I massaged my temples. If only I could get my memory back. “Didn’t take long for your true colors to come out.”

“Jesus Fucking Christ,” he exploded. “Enough with the drama. You don’t want me with you in bed? Fine. I’ll sleep in the guest bedroom.”

“No. I don’t want to put you out of your own room.”

“Don’t be a martyr,” he snapped, getting off the bed, and grabbing a shirt off the floor. “You’re injured. I’ll move.” He pulled his shirt over his head and I couldn’t help but notice the ridges of his ab muscles. At least I picked good-looking assholes. Said asshole leaned over and snatched my phone out of my hand.

“Hey? Give that back to me!” I exclaimed, outraged. 
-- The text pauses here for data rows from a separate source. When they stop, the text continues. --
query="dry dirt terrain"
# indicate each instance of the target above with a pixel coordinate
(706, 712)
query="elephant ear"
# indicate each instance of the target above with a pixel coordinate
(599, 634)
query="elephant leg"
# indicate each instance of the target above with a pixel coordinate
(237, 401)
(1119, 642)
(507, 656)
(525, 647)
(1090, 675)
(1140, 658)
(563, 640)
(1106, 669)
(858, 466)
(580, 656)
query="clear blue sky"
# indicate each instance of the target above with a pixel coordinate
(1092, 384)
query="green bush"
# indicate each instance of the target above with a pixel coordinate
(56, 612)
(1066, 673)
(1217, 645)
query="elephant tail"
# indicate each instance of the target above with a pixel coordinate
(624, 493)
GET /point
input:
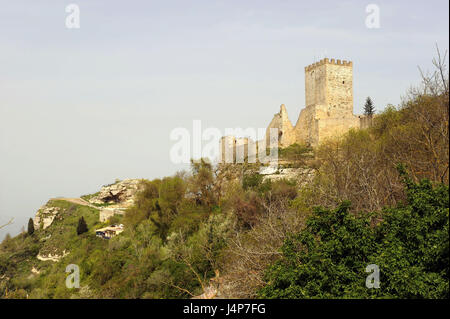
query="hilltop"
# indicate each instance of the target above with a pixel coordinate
(376, 195)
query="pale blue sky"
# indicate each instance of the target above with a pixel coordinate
(82, 107)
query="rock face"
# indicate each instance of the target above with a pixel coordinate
(51, 257)
(120, 194)
(45, 216)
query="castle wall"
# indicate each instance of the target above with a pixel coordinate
(280, 121)
(329, 102)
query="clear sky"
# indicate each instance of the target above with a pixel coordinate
(82, 107)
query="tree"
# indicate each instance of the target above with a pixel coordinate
(369, 109)
(30, 227)
(82, 226)
(409, 244)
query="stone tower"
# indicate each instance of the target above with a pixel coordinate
(329, 102)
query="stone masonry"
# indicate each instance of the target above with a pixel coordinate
(328, 111)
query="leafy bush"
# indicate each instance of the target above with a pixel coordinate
(328, 259)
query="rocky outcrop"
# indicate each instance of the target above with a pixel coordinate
(45, 216)
(107, 213)
(302, 175)
(120, 193)
(51, 257)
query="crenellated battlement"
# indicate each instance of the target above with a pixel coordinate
(328, 61)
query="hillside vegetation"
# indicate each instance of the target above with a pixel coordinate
(377, 196)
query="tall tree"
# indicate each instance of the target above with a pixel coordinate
(82, 226)
(369, 109)
(30, 227)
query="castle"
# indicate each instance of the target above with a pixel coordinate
(328, 111)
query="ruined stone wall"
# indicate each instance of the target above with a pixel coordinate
(329, 102)
(281, 122)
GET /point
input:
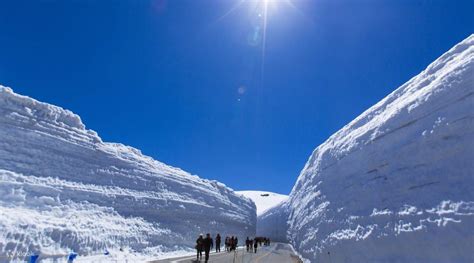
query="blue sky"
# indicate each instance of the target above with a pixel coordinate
(185, 83)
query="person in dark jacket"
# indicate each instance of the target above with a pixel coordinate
(199, 247)
(208, 244)
(218, 243)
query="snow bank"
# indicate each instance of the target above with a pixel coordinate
(63, 189)
(396, 184)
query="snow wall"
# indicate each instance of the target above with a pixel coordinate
(63, 189)
(397, 183)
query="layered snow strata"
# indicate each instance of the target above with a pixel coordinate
(397, 183)
(64, 189)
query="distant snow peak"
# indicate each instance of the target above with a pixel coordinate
(264, 200)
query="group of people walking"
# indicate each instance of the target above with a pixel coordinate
(205, 244)
(252, 244)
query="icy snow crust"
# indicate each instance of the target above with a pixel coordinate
(63, 189)
(397, 183)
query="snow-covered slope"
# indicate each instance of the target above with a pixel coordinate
(264, 200)
(64, 189)
(397, 183)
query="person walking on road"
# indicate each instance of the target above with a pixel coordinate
(199, 247)
(218, 243)
(208, 244)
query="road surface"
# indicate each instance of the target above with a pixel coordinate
(275, 253)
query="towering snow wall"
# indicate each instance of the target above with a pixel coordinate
(62, 189)
(397, 183)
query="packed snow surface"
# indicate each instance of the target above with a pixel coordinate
(397, 183)
(62, 189)
(264, 200)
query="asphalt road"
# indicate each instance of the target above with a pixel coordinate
(275, 253)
“We don’t know who else is after you. I won’t have you randomly calling your contacts and tipping them off where you are,” he explained matter-of-factly. “I’ll make sure to get word out to your mom. Until then, everyone else is a suspect.”

Without waiting for my answer, he turned and slammed out of the room.

I was suddenly jolted with a rush of images of a similar encounter and words that cut deep.

“I don’t do repeats, Grace, especially not with you. This is a one-time fuck.”

He’d walked out on me before. I tried to remember more. The musty smell of the room and the sheets hit my consciousness followed by the feeling of humiliation of not being enough. My breath caught with a flash of naked, sweaty, tangled bodies, and my brain shut off, not willing to peek further into the past because I wasn’t strong enough to handle this yet. 

“Oh God,” I rubbed the ache in my chest. “What kind of woman was I?”

My trust in one person was hanging by a thread, and if that broke, where would that leave me?

 I couldn’t help feeling like I was a prisoner. He didn’t need to take my phone. Matt could have simply told me not to call anyone yet. We could have had a rational discussion of who was suspect and who was not. But he hadn’t done any of those things, and I was left wondering if there was someone in particular he didn’t want me to call.

Someone who would tell me the truths Matt wouldn’t.